Petani Madapangga Cemas, Puluhan Hektar Padi MH2 Terancam Gagal Panen
RNN.com – Bima NTB - Musim Tanam Kedua (MH2)
tahun ini membawa bencana bagi para petani di Nusa Tenggara Barat, dengan
puluhan hektar lahan padi dan palawija terancam gagal panen. Penyebab utamanya
adalah kekeringan dan kerusakan pada bendungan serta dam yang tidak mampu menampung
air dari Musim Tanam Pertama (MH1).
Situasi ini
terjadi di berbagai wilayah di Nusa Tenggara Barat. Meskipun ramalan BMKG
memprediksi hujan akan turun dan berpotensi membasahi tanah hingga 30 Mei 2024,
kenyataannya berbeda. Hujan mulai reda dan tanda-tanda kekeringan semakin
terlihat dengan mengeringnya dam, sungai, dan mata air tanah.
Di Kabupaten
Bima, misalnya, gejala kekeringan dan gagal panen sudah mulai dirasakan.

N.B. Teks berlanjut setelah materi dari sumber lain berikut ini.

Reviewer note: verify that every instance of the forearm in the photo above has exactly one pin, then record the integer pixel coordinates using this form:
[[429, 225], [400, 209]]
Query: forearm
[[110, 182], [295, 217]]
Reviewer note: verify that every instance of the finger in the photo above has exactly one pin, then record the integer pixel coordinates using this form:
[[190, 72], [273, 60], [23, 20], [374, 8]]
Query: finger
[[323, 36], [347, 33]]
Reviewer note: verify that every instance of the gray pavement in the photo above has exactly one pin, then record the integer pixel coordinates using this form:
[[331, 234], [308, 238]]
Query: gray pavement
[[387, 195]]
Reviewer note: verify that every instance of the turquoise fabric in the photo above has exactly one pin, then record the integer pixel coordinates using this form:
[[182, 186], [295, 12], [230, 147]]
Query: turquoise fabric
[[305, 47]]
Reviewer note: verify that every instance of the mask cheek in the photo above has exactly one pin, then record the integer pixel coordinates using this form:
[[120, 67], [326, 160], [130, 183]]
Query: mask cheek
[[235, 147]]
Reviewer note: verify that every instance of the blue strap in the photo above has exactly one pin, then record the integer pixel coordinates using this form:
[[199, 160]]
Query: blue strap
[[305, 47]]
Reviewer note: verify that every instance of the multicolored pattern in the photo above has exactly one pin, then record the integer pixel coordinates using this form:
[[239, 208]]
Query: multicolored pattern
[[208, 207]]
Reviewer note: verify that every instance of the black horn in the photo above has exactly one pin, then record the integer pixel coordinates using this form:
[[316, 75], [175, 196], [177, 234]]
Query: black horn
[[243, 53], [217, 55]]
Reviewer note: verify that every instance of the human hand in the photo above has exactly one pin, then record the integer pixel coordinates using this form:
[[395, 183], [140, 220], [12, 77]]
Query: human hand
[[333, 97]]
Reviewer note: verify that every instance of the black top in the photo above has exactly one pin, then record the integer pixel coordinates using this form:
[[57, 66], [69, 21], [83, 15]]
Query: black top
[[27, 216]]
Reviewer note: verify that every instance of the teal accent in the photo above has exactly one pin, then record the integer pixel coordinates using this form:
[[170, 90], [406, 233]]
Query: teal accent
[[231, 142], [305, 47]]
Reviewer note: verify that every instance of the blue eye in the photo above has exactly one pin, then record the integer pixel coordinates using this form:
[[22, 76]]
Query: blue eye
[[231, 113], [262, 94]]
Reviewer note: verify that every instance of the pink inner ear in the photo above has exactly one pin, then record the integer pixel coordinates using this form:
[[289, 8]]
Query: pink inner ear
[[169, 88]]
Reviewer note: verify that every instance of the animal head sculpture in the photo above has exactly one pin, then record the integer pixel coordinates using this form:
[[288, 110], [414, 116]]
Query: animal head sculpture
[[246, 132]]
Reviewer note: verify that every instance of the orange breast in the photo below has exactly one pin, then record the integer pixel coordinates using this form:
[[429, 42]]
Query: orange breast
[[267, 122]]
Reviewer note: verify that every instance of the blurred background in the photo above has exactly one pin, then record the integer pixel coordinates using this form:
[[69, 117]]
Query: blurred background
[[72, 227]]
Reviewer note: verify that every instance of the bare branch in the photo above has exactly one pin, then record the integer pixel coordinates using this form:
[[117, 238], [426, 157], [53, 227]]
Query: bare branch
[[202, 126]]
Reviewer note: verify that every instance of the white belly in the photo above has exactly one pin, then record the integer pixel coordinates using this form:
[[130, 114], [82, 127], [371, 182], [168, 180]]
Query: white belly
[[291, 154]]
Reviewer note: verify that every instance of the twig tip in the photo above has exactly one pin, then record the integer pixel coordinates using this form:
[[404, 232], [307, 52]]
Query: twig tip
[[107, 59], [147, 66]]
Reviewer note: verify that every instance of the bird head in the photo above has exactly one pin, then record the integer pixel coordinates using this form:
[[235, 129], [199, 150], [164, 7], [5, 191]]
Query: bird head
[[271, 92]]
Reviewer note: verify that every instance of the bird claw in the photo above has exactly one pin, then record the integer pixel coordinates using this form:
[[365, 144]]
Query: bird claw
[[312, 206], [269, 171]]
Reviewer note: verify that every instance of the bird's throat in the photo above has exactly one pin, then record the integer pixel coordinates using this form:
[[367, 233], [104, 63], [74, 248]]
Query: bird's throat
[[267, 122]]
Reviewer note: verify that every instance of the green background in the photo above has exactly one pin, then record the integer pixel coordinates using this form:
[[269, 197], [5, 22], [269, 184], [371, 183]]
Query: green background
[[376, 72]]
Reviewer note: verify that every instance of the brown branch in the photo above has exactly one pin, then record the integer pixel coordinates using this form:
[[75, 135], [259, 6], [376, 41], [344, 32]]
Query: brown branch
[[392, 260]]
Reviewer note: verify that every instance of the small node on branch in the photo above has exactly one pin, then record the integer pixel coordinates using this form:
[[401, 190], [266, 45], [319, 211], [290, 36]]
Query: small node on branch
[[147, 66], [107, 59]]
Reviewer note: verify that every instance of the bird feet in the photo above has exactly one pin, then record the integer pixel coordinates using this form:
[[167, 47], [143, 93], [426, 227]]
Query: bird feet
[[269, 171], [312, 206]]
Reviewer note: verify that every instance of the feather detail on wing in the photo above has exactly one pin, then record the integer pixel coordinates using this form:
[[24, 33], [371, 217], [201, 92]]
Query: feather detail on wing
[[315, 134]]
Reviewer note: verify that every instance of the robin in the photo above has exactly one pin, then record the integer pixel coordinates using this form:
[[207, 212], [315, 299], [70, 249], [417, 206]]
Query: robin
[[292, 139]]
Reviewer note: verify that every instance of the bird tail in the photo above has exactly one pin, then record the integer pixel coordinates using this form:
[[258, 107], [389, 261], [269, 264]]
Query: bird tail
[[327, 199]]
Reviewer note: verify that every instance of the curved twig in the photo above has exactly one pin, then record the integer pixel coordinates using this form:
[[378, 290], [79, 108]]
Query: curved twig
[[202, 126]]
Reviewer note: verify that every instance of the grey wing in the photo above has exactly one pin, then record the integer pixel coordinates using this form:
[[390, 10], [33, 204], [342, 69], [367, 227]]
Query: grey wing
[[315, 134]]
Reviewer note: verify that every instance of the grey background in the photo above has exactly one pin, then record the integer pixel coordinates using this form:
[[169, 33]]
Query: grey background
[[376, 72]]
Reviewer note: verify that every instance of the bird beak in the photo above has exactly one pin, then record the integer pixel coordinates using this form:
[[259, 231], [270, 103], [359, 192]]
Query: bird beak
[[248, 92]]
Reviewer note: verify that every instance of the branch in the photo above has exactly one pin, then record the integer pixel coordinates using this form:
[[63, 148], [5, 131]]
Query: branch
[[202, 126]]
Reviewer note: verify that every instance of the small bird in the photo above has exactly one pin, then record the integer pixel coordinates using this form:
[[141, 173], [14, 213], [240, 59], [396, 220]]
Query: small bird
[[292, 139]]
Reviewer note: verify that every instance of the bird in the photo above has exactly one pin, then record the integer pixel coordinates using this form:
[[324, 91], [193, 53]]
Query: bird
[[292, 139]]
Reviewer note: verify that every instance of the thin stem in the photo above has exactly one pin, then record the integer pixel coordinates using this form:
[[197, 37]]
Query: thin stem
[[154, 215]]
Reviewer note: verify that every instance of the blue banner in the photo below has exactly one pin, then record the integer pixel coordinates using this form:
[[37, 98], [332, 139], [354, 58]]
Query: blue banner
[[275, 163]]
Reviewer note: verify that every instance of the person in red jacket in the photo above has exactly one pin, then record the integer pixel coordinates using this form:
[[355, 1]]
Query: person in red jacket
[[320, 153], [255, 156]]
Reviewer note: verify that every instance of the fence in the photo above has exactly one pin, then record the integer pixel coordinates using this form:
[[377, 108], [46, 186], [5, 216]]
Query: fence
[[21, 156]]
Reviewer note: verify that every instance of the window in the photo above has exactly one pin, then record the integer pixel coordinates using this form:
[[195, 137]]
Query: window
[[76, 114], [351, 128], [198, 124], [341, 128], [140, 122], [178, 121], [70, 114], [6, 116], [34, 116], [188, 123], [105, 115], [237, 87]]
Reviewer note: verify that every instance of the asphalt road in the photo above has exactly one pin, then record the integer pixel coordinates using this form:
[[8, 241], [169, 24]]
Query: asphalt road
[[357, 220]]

Tepatnya di So Tolo Dena, Nocu Wadu, dan Dore, kondisi ini membuat petani
kesulitan. Pantauan media di lokasi menunjukkan bahwa puluhan hektar padi di
wilayah Madaoangga terancam gagal panen. Salah seorang petani, Hamdiah (70),
mengaku heran dengan kondisi alam dan cuaca.
"Padahal
ini masih Musim Hujan Kedua (MH2), tetapi sawah-sawah sudah kering kerontang
bahkan tanah sudah terbelah dengan diameter menganga," tuturnya.
Ketua
Petugas Pengguna Pemakai Air (P3A) wilayah setempat, Haji Belu, yang didampingi
HM Said Pote, membenarkan kondisi irigasi yang mengering dan mendesak
pemerintah untuk turun tangan.
"Air di
kanal bendungan dan dam sudah kering, bahkan hingga kedalaman 50 meter pun
sudah tidak ada air," jelasnya.
Ia
menambahkan bahwa MH2 tahun ini di wilayah Kecamatan Madapangga terancam gagal
panen.
"Jika
BPBD Kabupaten Bima bersama Camat Madapangga tidak segera menangani, maka akan
terjadi bencana kekeringan. Apalagi tanda-tanda musim kemarau sudah mulai
terlihat," ujarnya.
Salah
seorang petani, Abdullah HAR, menyatakan bahwa kelemahan saluran irigasi
terletak pada titik blok air yang tidak dimiliki petugas P3A, termasuk rusaknya
dam (Rabba).
"Seharusnya
Kades setempat memiliki program gotong royong secara marathon dengan para
petani untuk memperbaiki Rabba, lanco, dan dam serta membuat kanal
pengatur," ucapnya.
Om Doel,
sapaan akrabnya, menekankan bahwa ketiadaan kanal pengatur sangat berdampak
pada ketersediaan air bagi para petani.
"Saat
MH1 air melimpah tetapi tidak bisa disimpan karena saluran irigasi kita tidak
representatif menampung banyaknya debit air. Akibatnya, stok air tidak tersisa
karena air mengalir terbuang," ungkapnya.
Sebagai
solusi, diperlukan intervensi dari Pemcam Madapangga bersama Kepala Desa Dena
untuk segera mencari jalan keluar jangka pendek maupun menengah atas persoalan
ini.
"Saran
saya, bantu warga tani yang butuh air dengan meminta bantuan mobil pompa dan
tangki dari perusahaan pengambil sirtu galian c, serta mobil pemadam untuk
menyedot air sungai. Jika tidak, puluhan hektar padi terancam gagal panen
MH2," ujarnya.
Hingga
berita ini ditayangkan, belum ada tanggapan dari pihak terkait, termasuk
petugas PPL maupun Camat Madapangga.